Por Violeta Paula Cappella
Salimos con mi gata a regar las plantas del balcón.
- ¡Mirá, michisita, el malvón ha dado flor! Es tan bonita, mirá, es roja y está hecha con pétalos con forma de corazón. Creo que esta planta nos recuerda que entre lo salvaje y lo humano debe haber un balance, un sentido de amor entre los dos.
Mi gatita huele el agreste aroma de las hojas con la fineza que solo los gatos saben oler; ella sabe de naturaleza y de ciudad, sabe que en todas partes está la naturaleza presente por más que muchos seres humanos hayan querido domesticarla y convertirla en montañas de cemento, hierro y vidrios, pastizales de mosaicos, bosques de asfalto y brea y mares de plásticos inútiles y descoloridos.
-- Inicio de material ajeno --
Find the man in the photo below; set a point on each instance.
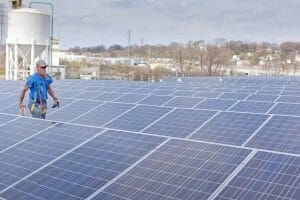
(39, 84)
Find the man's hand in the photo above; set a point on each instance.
(56, 102)
(21, 106)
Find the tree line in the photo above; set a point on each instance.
(206, 59)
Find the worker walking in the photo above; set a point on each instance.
(39, 84)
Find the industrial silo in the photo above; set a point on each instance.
(28, 39)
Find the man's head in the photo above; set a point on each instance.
(41, 67)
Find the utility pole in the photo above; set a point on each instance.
(129, 45)
(3, 17)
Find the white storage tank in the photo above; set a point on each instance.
(28, 39)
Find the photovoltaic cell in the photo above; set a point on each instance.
(266, 176)
(252, 106)
(229, 128)
(155, 100)
(30, 155)
(5, 118)
(69, 93)
(130, 98)
(180, 122)
(88, 95)
(162, 92)
(103, 114)
(138, 118)
(184, 102)
(186, 93)
(107, 96)
(216, 104)
(286, 109)
(86, 169)
(177, 170)
(73, 110)
(234, 96)
(20, 129)
(38, 160)
(289, 99)
(262, 97)
(208, 94)
(279, 134)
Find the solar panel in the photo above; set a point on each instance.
(102, 114)
(186, 93)
(208, 94)
(279, 134)
(289, 99)
(216, 104)
(265, 176)
(184, 102)
(262, 97)
(131, 98)
(155, 100)
(72, 178)
(178, 170)
(73, 110)
(252, 106)
(138, 118)
(229, 128)
(34, 152)
(17, 130)
(286, 109)
(107, 96)
(180, 122)
(234, 96)
(220, 138)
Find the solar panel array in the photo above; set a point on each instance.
(200, 138)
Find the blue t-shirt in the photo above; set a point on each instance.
(38, 86)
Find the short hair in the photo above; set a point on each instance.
(40, 63)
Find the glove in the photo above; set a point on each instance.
(56, 103)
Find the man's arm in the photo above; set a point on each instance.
(22, 95)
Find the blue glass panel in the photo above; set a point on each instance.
(28, 156)
(73, 110)
(103, 114)
(234, 96)
(178, 170)
(252, 107)
(107, 96)
(184, 102)
(155, 100)
(286, 109)
(266, 176)
(262, 97)
(280, 133)
(216, 104)
(81, 172)
(180, 122)
(138, 118)
(230, 128)
(130, 98)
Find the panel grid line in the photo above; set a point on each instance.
(232, 175)
(49, 163)
(125, 171)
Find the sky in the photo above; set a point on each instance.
(88, 23)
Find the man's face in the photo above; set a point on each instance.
(41, 70)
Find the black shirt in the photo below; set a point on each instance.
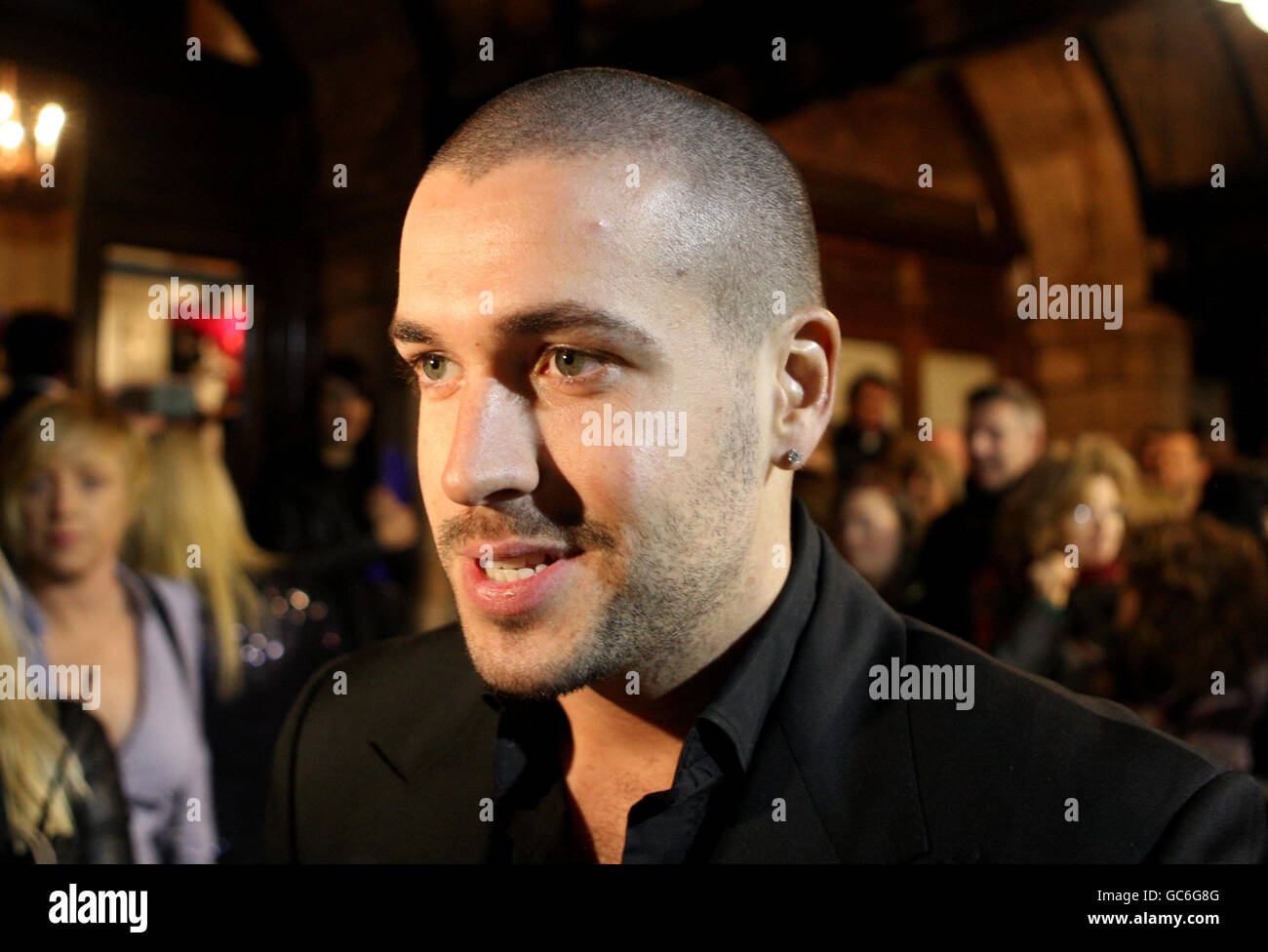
(532, 813)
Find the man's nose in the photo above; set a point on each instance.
(494, 454)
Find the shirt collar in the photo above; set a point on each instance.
(740, 706)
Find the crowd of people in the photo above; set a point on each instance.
(127, 555)
(1136, 575)
(126, 551)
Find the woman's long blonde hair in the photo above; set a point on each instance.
(32, 744)
(195, 503)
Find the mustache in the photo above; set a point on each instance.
(528, 524)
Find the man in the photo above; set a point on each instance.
(659, 658)
(1171, 460)
(963, 593)
(865, 438)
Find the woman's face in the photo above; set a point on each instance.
(871, 536)
(1097, 526)
(75, 513)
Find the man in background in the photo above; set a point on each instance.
(1007, 434)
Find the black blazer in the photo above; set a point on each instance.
(396, 769)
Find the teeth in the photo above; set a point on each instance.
(515, 570)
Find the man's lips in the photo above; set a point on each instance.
(516, 548)
(520, 595)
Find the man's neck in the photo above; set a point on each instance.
(607, 716)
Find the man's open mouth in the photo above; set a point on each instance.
(515, 570)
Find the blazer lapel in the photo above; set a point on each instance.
(852, 754)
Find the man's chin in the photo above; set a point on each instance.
(520, 664)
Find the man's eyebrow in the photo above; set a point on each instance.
(535, 321)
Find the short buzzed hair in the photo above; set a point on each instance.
(744, 231)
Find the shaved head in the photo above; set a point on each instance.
(590, 245)
(733, 219)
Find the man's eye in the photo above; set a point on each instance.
(572, 363)
(432, 365)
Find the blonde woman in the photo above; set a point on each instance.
(194, 530)
(61, 799)
(71, 478)
(1064, 528)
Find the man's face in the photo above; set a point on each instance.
(499, 284)
(1177, 463)
(1003, 444)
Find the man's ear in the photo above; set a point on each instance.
(806, 384)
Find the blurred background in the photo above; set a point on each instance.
(955, 151)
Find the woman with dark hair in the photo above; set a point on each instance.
(878, 536)
(341, 507)
(1192, 647)
(1061, 536)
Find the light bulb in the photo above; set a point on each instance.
(1258, 13)
(50, 125)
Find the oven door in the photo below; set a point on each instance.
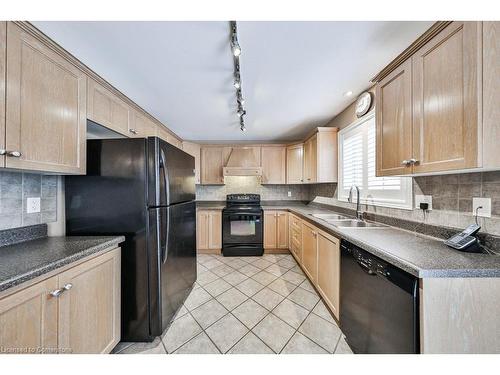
(242, 227)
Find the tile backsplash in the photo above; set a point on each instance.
(251, 184)
(451, 200)
(15, 187)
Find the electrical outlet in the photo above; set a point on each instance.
(423, 199)
(32, 205)
(485, 203)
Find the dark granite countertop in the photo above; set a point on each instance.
(420, 255)
(26, 260)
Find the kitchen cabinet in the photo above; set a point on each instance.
(454, 83)
(194, 150)
(328, 282)
(275, 229)
(273, 160)
(394, 122)
(209, 231)
(320, 156)
(446, 101)
(75, 311)
(141, 126)
(29, 319)
(46, 107)
(212, 162)
(310, 251)
(295, 164)
(295, 237)
(3, 57)
(105, 108)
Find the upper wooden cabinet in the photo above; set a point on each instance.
(106, 109)
(194, 150)
(273, 160)
(393, 118)
(320, 156)
(451, 97)
(46, 98)
(141, 126)
(212, 162)
(295, 164)
(446, 101)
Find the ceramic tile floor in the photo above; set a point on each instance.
(248, 305)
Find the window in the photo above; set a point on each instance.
(357, 167)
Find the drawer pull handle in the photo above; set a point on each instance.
(56, 293)
(14, 154)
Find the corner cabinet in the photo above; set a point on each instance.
(435, 109)
(75, 311)
(273, 161)
(46, 113)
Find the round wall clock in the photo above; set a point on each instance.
(363, 103)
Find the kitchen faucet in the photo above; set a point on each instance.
(359, 214)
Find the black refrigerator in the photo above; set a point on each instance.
(144, 189)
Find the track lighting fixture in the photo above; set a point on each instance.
(236, 49)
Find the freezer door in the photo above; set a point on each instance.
(173, 267)
(171, 174)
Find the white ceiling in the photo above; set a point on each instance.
(293, 74)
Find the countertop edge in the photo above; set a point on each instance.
(25, 277)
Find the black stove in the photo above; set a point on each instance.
(242, 226)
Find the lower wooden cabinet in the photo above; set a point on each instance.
(275, 229)
(75, 311)
(209, 231)
(310, 251)
(328, 283)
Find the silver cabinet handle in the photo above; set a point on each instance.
(15, 154)
(56, 293)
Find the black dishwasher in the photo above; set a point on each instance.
(378, 304)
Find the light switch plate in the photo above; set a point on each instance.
(423, 199)
(485, 211)
(32, 205)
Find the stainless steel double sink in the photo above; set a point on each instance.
(342, 221)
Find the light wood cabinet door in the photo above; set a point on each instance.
(211, 166)
(310, 159)
(105, 108)
(28, 319)
(194, 150)
(273, 161)
(270, 230)
(282, 230)
(446, 99)
(46, 101)
(491, 93)
(329, 270)
(215, 229)
(295, 164)
(141, 126)
(3, 57)
(394, 122)
(202, 230)
(310, 251)
(89, 312)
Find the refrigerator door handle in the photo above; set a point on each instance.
(166, 178)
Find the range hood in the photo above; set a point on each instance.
(243, 161)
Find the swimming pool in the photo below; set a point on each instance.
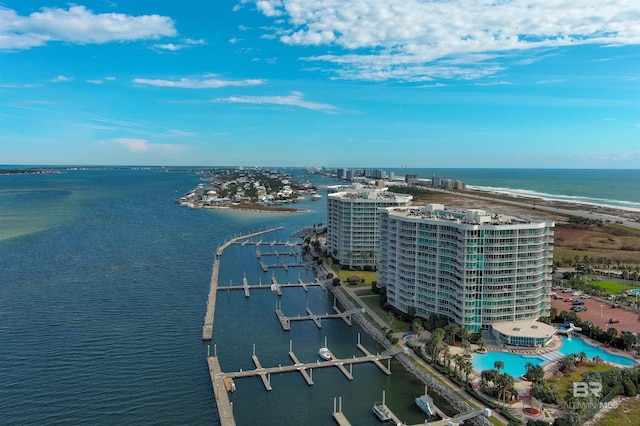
(514, 364)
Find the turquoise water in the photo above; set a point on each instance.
(569, 185)
(575, 345)
(513, 363)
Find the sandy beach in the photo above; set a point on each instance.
(542, 209)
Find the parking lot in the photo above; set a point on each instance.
(599, 312)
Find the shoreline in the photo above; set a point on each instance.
(527, 194)
(607, 214)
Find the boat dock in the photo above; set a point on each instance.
(207, 329)
(285, 266)
(276, 253)
(305, 369)
(225, 409)
(285, 321)
(275, 286)
(265, 243)
(445, 420)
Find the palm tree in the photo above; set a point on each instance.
(450, 331)
(535, 373)
(467, 368)
(436, 343)
(446, 355)
(466, 345)
(463, 333)
(482, 342)
(582, 357)
(458, 361)
(504, 384)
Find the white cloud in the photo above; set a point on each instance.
(142, 145)
(78, 25)
(295, 99)
(209, 81)
(409, 39)
(61, 78)
(189, 42)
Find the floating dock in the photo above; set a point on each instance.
(207, 329)
(285, 321)
(305, 369)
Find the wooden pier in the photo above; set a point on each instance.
(445, 420)
(285, 321)
(276, 253)
(264, 243)
(305, 369)
(225, 409)
(207, 329)
(285, 266)
(275, 286)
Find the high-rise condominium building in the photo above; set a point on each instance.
(352, 222)
(474, 267)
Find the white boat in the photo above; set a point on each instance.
(381, 411)
(324, 354)
(425, 402)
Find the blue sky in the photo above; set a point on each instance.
(337, 83)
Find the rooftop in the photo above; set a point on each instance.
(524, 328)
(468, 216)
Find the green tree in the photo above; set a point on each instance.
(534, 374)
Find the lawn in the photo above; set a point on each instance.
(612, 287)
(627, 413)
(368, 276)
(372, 302)
(564, 383)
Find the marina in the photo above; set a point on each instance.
(317, 319)
(224, 382)
(207, 329)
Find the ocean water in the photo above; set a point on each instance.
(619, 188)
(103, 290)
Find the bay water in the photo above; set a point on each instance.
(103, 289)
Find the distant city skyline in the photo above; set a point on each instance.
(353, 84)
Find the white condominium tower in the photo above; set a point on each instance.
(474, 267)
(352, 222)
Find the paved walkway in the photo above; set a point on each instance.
(460, 392)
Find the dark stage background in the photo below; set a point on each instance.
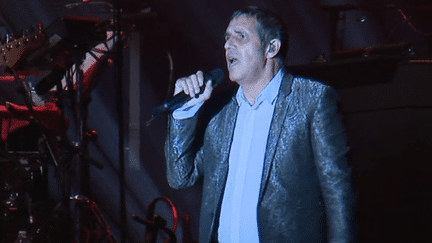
(376, 53)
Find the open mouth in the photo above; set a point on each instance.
(232, 61)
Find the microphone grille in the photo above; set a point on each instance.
(217, 76)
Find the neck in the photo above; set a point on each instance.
(251, 90)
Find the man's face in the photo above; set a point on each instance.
(244, 53)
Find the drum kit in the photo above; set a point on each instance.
(42, 73)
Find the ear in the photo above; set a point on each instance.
(273, 48)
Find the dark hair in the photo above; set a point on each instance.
(269, 27)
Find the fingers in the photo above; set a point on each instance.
(190, 85)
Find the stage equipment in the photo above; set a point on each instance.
(155, 222)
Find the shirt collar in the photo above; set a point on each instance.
(269, 93)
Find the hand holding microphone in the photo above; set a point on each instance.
(191, 90)
(193, 86)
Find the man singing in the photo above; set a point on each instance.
(274, 158)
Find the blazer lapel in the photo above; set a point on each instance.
(276, 125)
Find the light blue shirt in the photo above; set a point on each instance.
(238, 219)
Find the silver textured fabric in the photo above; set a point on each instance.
(306, 193)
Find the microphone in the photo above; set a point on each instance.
(216, 76)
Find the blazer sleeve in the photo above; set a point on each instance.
(330, 147)
(182, 153)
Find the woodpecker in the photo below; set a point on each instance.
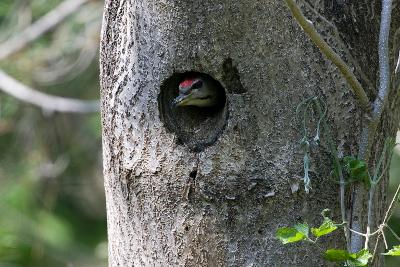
(198, 91)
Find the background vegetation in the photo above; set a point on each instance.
(51, 188)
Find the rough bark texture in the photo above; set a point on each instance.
(171, 205)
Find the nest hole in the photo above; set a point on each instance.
(195, 127)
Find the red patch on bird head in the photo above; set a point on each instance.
(187, 82)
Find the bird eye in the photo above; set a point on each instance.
(197, 85)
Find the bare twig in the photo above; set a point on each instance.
(367, 136)
(330, 54)
(368, 132)
(40, 27)
(47, 102)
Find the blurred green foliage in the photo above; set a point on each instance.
(51, 189)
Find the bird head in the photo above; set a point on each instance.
(195, 91)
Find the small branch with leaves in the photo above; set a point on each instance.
(373, 111)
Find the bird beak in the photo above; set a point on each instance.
(180, 100)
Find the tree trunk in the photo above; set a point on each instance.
(187, 188)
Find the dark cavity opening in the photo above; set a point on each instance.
(193, 174)
(195, 127)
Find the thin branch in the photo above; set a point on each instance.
(330, 54)
(393, 232)
(368, 132)
(40, 27)
(47, 102)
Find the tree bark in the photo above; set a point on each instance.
(187, 190)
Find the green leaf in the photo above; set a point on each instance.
(356, 259)
(302, 228)
(336, 255)
(289, 235)
(357, 170)
(361, 257)
(395, 251)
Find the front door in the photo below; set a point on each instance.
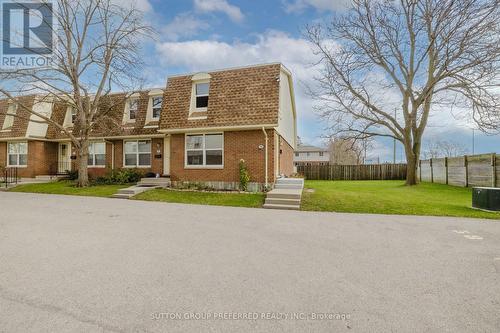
(64, 164)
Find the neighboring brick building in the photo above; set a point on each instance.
(311, 155)
(195, 130)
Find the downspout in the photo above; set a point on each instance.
(112, 154)
(265, 157)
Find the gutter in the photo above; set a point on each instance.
(266, 157)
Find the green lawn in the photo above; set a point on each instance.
(204, 198)
(390, 197)
(68, 188)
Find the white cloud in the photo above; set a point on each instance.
(183, 25)
(142, 5)
(207, 6)
(298, 6)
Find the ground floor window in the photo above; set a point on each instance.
(204, 149)
(138, 153)
(97, 154)
(18, 154)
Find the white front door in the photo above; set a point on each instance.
(64, 163)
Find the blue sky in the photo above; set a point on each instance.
(198, 35)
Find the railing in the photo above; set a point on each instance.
(60, 168)
(353, 172)
(9, 176)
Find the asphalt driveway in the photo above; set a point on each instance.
(79, 264)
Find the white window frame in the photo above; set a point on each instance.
(133, 99)
(8, 155)
(93, 165)
(153, 107)
(137, 166)
(199, 79)
(204, 165)
(8, 122)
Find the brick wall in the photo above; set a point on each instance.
(237, 145)
(42, 158)
(286, 158)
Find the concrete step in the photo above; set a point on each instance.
(122, 196)
(288, 186)
(286, 207)
(163, 182)
(285, 194)
(281, 201)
Mi gatita huele ahora las flores y un pétalo se pega en su hociquito; sorprendida, arquea las cejas, estornuda y el pétalo rojo vuela hacia la maceta, se acerca, lo tantea despacito con su manito peluda y lo deja allí; ya ha perdido el interés por la flor y la planta y observa inquieta una paloma que está posada sobre la baranda del balcón.
Sigo regando las plantas y un pequeño
gecko se escabulle y esconde tras un macetón. Sé que a estos diminutos
cocodrilos no les gusta el agua y tienen razón, no es agua de un manantial, es
solo agua de la canilla a la que yo no le siento ningún olor, pero el gecko,
pequeño salvaje trepador, debe saber que el agua mineral es mejor.